Plummeting oil prices have pushed Prime Minister Stephen Harper off his important pre-election budget strategy and last week a disconnect emerged publicly between the PMO and Cabinet
communications, but Mr. Harper and his Cabinet will have to stick to a disciplined, well-coordinated PMO communications strategy as the opposition parties will try to score political points on any government vulnerabilities, say former advisers to the Prime Minister.
“That’s a perfect sign of a disconnect when they don’t get everything coordinated,” said Mr. Beardsley.
A disconnect between the PMO and Cabinet? How about a disconnect between the PMO and the civil service on the whole? The Harper government has made it clear that they are in charge, that their partisan interests reign and that the job of the entire machinery of government is to back them up.
You don't resolve a disconnect by stamping out dissent. That's not communication, that's stifling, discrediting or removing all oppositional voices.
All this talk of "communications strategy" completely misses the fundamental truth of communication, which is that it's something that exists between to or more parties. Messaging isn't communication, any more than messaging is consultation.
What's being touted these days as "communications plans" are really marketing strategies, finding the right way to pitch a message to the masses.
How is it playing with various interest groups? How is it playing with focus groups? It gives you a good opportunity to test on an issue on which at the moment, the government has problems with,” said Mr. Beardsley.
How does our message play? Who can we count on as our target audience - then which oppositional groups do we pick fights with to ensure our block solidifies and comes out?
All Parties are doing this. The idea of real communication and co-designed policy is taken no more seriously than Parliament. Everything is being designed and tailored towards political wins.
Canada weathered the previous recession because, at some point not that long ago, there were people around the Hill though thought more of the country's fortunes than they did their own.

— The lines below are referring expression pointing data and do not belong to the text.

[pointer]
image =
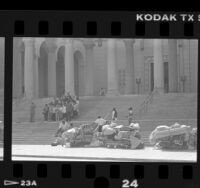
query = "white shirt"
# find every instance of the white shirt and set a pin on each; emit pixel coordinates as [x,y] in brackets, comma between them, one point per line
[100,121]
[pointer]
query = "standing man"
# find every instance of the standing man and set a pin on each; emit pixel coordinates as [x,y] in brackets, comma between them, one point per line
[130,115]
[32,112]
[114,115]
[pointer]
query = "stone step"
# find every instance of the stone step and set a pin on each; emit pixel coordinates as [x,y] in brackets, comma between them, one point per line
[43,133]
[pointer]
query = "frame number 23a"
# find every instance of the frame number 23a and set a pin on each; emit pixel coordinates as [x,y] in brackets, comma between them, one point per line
[129,184]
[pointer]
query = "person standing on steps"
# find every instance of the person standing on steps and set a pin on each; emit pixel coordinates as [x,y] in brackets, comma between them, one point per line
[32,112]
[114,115]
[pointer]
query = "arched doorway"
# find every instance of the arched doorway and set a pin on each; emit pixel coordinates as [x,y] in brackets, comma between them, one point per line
[60,72]
[22,54]
[78,74]
[43,71]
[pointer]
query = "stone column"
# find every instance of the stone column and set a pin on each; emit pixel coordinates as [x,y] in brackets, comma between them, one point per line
[69,67]
[89,56]
[52,56]
[112,88]
[28,67]
[130,76]
[158,66]
[173,69]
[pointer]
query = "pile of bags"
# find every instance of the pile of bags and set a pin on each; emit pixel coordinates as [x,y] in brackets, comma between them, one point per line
[110,135]
[118,136]
[175,137]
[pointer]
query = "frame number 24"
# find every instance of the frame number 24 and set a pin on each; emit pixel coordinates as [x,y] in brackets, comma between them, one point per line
[129,184]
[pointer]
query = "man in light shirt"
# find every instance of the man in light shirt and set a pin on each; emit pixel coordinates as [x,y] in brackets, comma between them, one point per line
[100,121]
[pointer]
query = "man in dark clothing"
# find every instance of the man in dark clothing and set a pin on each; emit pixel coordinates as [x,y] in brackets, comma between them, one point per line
[32,112]
[130,115]
[114,114]
[46,112]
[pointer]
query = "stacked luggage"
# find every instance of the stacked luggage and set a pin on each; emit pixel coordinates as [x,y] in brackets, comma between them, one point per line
[119,136]
[175,137]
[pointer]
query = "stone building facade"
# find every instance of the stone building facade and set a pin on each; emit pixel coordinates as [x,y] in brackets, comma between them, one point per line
[47,67]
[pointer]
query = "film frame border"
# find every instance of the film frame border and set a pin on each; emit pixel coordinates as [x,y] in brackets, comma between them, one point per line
[95,25]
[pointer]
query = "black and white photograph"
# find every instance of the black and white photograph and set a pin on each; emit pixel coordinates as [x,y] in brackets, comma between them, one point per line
[103,99]
[2,46]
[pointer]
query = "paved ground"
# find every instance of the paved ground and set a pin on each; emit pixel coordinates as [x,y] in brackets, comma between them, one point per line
[59,153]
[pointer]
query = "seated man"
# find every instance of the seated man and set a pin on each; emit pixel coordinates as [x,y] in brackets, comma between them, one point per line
[62,128]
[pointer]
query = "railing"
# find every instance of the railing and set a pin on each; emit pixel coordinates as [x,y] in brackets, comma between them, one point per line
[143,108]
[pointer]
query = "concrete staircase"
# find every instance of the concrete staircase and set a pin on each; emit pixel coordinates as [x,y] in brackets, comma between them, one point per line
[41,133]
[165,109]
[172,106]
[90,107]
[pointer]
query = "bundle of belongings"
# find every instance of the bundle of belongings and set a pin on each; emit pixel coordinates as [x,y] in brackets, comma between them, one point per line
[99,134]
[175,137]
[118,136]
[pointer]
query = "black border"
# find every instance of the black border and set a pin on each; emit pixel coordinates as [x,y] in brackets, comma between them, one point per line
[102,169]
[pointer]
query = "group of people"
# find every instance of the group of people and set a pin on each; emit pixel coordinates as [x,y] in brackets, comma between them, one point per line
[66,106]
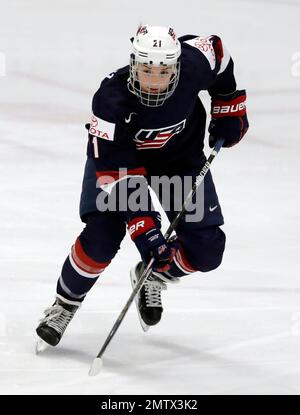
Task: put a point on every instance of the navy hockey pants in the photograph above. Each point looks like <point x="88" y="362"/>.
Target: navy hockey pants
<point x="201" y="243"/>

Now we have overconfident partisans who see themselves as demi-gods, waging war against each other on the battlefield of mere mortal voters/taxpayers.

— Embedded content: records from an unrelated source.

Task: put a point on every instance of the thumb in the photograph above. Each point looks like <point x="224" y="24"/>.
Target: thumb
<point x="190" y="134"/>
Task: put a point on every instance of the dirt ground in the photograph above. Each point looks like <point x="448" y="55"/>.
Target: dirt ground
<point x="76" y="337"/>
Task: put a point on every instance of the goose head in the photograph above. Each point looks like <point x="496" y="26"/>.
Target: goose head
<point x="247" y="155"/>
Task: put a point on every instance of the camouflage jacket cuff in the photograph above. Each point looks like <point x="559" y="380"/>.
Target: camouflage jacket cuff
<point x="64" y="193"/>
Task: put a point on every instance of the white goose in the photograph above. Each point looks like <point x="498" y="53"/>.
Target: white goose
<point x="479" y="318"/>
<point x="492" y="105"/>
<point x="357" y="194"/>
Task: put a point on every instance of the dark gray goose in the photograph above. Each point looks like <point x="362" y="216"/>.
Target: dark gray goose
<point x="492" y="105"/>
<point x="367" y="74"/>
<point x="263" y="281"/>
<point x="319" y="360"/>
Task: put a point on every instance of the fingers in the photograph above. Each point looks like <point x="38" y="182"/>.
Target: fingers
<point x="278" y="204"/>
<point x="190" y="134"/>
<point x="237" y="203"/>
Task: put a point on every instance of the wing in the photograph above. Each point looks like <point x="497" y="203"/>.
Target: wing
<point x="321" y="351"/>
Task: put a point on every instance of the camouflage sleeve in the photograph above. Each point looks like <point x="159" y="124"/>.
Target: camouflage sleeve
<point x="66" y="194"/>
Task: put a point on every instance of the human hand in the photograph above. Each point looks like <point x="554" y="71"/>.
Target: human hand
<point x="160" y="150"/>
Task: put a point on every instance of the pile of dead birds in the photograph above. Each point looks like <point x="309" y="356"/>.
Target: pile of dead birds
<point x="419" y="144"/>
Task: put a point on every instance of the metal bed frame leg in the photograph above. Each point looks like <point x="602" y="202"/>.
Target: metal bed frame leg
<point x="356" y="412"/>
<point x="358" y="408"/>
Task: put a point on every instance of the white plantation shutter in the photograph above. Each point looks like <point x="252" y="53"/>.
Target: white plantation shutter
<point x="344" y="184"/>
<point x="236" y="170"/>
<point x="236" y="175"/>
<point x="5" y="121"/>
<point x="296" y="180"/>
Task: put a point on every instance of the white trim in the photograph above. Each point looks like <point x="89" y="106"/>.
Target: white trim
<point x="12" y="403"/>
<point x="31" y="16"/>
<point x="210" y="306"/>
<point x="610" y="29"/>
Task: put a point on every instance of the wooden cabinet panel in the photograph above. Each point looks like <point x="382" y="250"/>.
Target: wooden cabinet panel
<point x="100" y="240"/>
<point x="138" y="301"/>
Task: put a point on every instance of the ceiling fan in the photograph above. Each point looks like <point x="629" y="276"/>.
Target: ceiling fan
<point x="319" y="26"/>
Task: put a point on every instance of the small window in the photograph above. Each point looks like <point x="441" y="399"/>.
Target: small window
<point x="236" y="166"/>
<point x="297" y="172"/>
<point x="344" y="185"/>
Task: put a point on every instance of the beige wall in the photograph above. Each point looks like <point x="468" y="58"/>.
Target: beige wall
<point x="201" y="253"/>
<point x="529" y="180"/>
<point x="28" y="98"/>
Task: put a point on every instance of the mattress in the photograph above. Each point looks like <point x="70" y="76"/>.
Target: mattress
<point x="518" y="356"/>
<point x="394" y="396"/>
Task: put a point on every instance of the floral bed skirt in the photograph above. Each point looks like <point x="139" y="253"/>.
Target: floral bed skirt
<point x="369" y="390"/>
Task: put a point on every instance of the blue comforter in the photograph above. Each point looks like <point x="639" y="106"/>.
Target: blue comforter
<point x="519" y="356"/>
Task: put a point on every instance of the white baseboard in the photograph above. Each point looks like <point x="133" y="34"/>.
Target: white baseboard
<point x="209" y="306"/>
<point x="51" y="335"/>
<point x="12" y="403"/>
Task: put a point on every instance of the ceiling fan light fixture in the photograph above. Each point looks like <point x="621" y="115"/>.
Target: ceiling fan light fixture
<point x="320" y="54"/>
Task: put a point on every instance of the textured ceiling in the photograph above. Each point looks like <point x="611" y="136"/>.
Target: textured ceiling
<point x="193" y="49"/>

And our problems begin to grow. Economic eggs in one basket of which the bottom is coming out. Harper's "tough on crime" rhetoric is turning should-be mental health patients into indoctrinated terrorists, attacking us on our own soil. Neglect to infrastructure is starting to weigh. Neglect to social services is starting to weigh. Neglect of science and R&D is slowly starving our future opportunities to support the message track of the present.
People aren't happy. They're scared, bitter, faithless in the politicians and looking for someone to blame. Partisans are all too happy to point at each other, at each other's core supporters and to undermine the media in the process. What's emerging is a fog of war that keeps people anxious and keeps the focus on blame rather than solutions.
It's going to get far uglier before it gets better.
Yet what this is all about is something we have seen before; the way forward will be the same as it was with Magna Carta, with the Peaceable Revolution.
You don't know what your doing, elites; you're too far from our reality, your decisions are hampering us. We don't want less system between you and us; that only removes you from the grassroots even further. It's time for more power to rest closer to the ground.
That's the message coming from the ground, and gaining in strength. Too bad history's actors have forgotten how to listen.